I've additionally added a 'message_from_bytes' convenience function.

One nice feature of this patch is that once you've got the model built
from surrogateescaped input, if you do a get_payload() on a message body
whose ContentTransferEncoding is '8bit' you will get the body decoded
to unicode using the charset declared in the Content-Type header
(assuming Python supports that charset).

You can always get at the bytes version of the body of a message part by
using get_payload(decode=True) [*].  You can't really get at the bytes
version of message headers, though...for safety if you access a header
whose value contains non-ASCII chars (that aren't RFC2047 encoded to be
ASCII) the 8bit characters get replaced with '?'s.  (But BytesGenerator
will emit the original 8bit characters if the headers haven't been
modified.)

I do not propose that this is a *good* API, since it has the classic
problem that if there are coding bugs in the email module strings may
"escape" that have surrogates in them and we end up with programs that
work most of the time....except when they fail with mysterious errors
because of unusual bytes input data.  On the other hand you always
*know* when you have bytes data in an unknown encoding (because they
are surrogate escaped), so it is ever so much better than the Python2
situation.

The advantage of this patch is that it means Python3.2 can have an
email module that is capable of handling a significant proportion of the
applications where the ability to process binary email data is required.

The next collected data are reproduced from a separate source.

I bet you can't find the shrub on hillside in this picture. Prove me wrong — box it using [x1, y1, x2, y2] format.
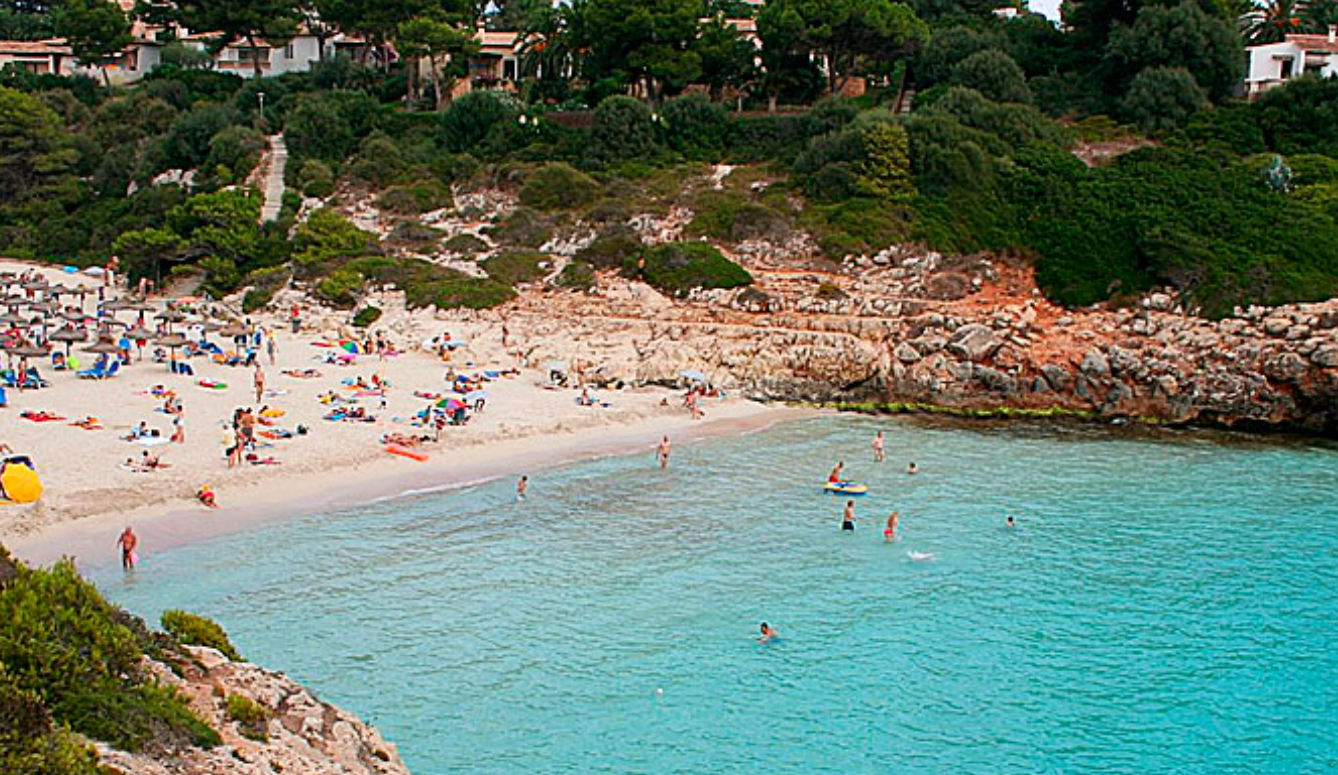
[591, 96, 659, 162]
[225, 694, 269, 741]
[488, 207, 553, 248]
[352, 305, 382, 328]
[297, 159, 336, 198]
[203, 125, 266, 185]
[378, 179, 452, 214]
[440, 90, 520, 153]
[519, 163, 600, 210]
[661, 94, 731, 160]
[1122, 67, 1209, 134]
[316, 267, 365, 307]
[636, 242, 752, 297]
[949, 49, 1032, 104]
[161, 610, 243, 661]
[482, 251, 548, 285]
[575, 225, 643, 269]
[0, 558, 220, 753]
[554, 259, 595, 291]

I've uploaded the patch to issue 4661 (http://bugs.python.org/issue4661).
I uploaded it to rietveld as well just before Martin's announcement.
After the announcement I uploaded the svn patch to the tracker, so
hopefully there will be an automated review button as well.  Here
is your chance to exercise the new review tools :)

This patch does break two of Barry's patch-for-review rules: it is
more than 800 lines of diff (but not a lot more, and less than 800
if you count only code diff and not docs), and it did not have a very
extensive design discussion beforehand.  I did talk with people on IRC,
particularly Barry, before finishing the patch, and I did post a summary
to the email-sig mailing list (but got no response).

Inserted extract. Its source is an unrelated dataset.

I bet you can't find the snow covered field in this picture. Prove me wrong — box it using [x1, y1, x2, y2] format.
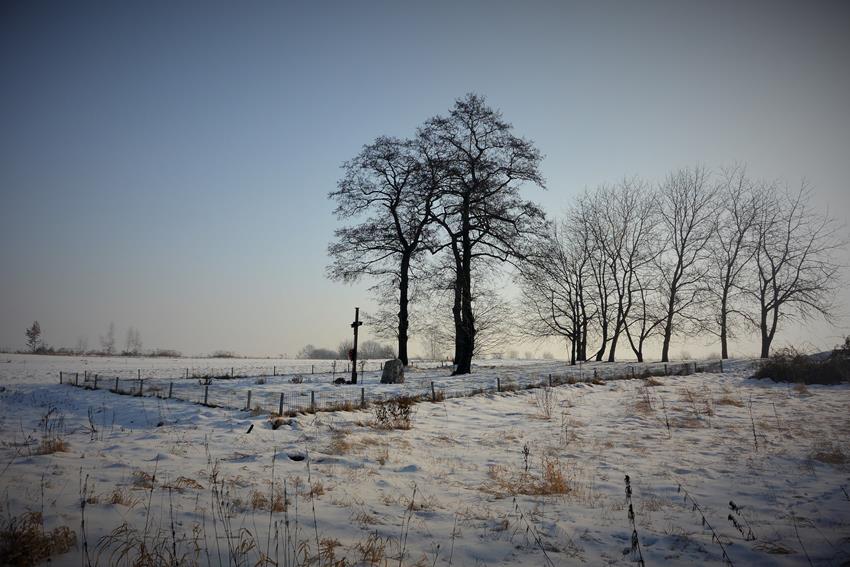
[1, 355, 849, 566]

Now it is time to see what the wider community thinks.  There is some
question of whether this is a bending of the string/bytes separation
that doesn't belong as part of the standard library, but after working
my way through it I think it is a fairly clean hack[**], and most
likely a case where practicality beats purity.

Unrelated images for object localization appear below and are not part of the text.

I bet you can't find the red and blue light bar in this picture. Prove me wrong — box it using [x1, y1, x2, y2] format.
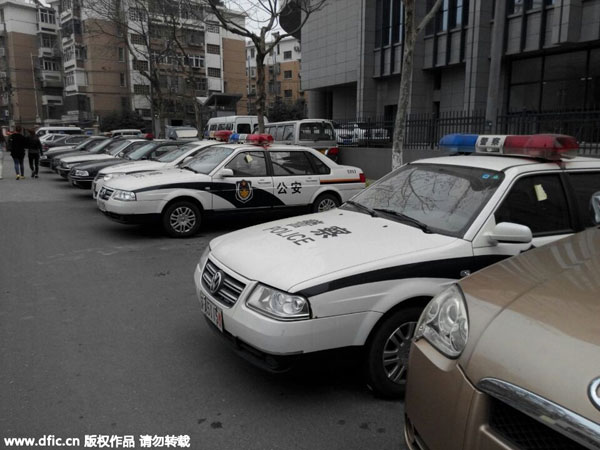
[439, 134, 479, 153]
[228, 133, 274, 146]
[475, 134, 579, 160]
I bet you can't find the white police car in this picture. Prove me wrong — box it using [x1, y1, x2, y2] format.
[194, 133, 600, 398]
[92, 140, 217, 198]
[96, 134, 366, 237]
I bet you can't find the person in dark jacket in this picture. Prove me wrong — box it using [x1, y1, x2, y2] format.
[26, 129, 43, 178]
[8, 125, 26, 179]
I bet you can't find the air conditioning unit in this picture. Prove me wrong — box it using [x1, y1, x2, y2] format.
[0, 48, 5, 57]
[0, 71, 7, 78]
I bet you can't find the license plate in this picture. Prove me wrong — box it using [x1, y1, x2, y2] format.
[343, 139, 352, 145]
[97, 199, 106, 211]
[200, 293, 223, 332]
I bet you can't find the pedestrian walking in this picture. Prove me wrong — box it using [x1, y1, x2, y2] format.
[0, 131, 5, 180]
[8, 125, 26, 179]
[26, 128, 42, 178]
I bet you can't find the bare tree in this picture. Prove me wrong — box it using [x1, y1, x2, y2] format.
[82, 0, 208, 135]
[206, 0, 327, 133]
[392, 0, 443, 170]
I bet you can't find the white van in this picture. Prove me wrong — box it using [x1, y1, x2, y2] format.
[264, 119, 340, 161]
[36, 126, 83, 137]
[109, 129, 143, 137]
[203, 116, 266, 139]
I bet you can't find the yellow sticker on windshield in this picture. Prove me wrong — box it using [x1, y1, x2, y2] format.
[534, 184, 547, 201]
[245, 154, 253, 163]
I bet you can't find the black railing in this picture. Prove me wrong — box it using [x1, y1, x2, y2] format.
[334, 110, 600, 155]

Regardless of whether or not this patch or a descendant thereof is
accepted I still intend to continue working on email6.  There are many
other bugs in the current email package that require a rewrite of parts
of its infrastructure, and the email-sig is agreed that the email API
needs revision quite apart from the bytes/string issues.  However, there
is something pleasing about the simplicity of this way of handling bytes
that I intend to consider carefully while we work further on email6.

--David

[*] It is counterintuitive that 'decode=True' gives you bytes and
'decode=False' gives you strings, but in this case 'decode' refers to
the ContentTransferEncoding...and this confusion is one of the reasons
I think the email API needs a big overhaul.

[**] There are a couple places where generator pokes into the internals of
Message in a way it hasn't before, but this could be fixed by defining a
'bytes access' API on Message, which would probably be a good idea anyway.
There is also the possibility of wrapping up the 'ascii+surrogateesape'
stuff inside APIs that accept input data, to hide that 'implementation
detail' from the email package user.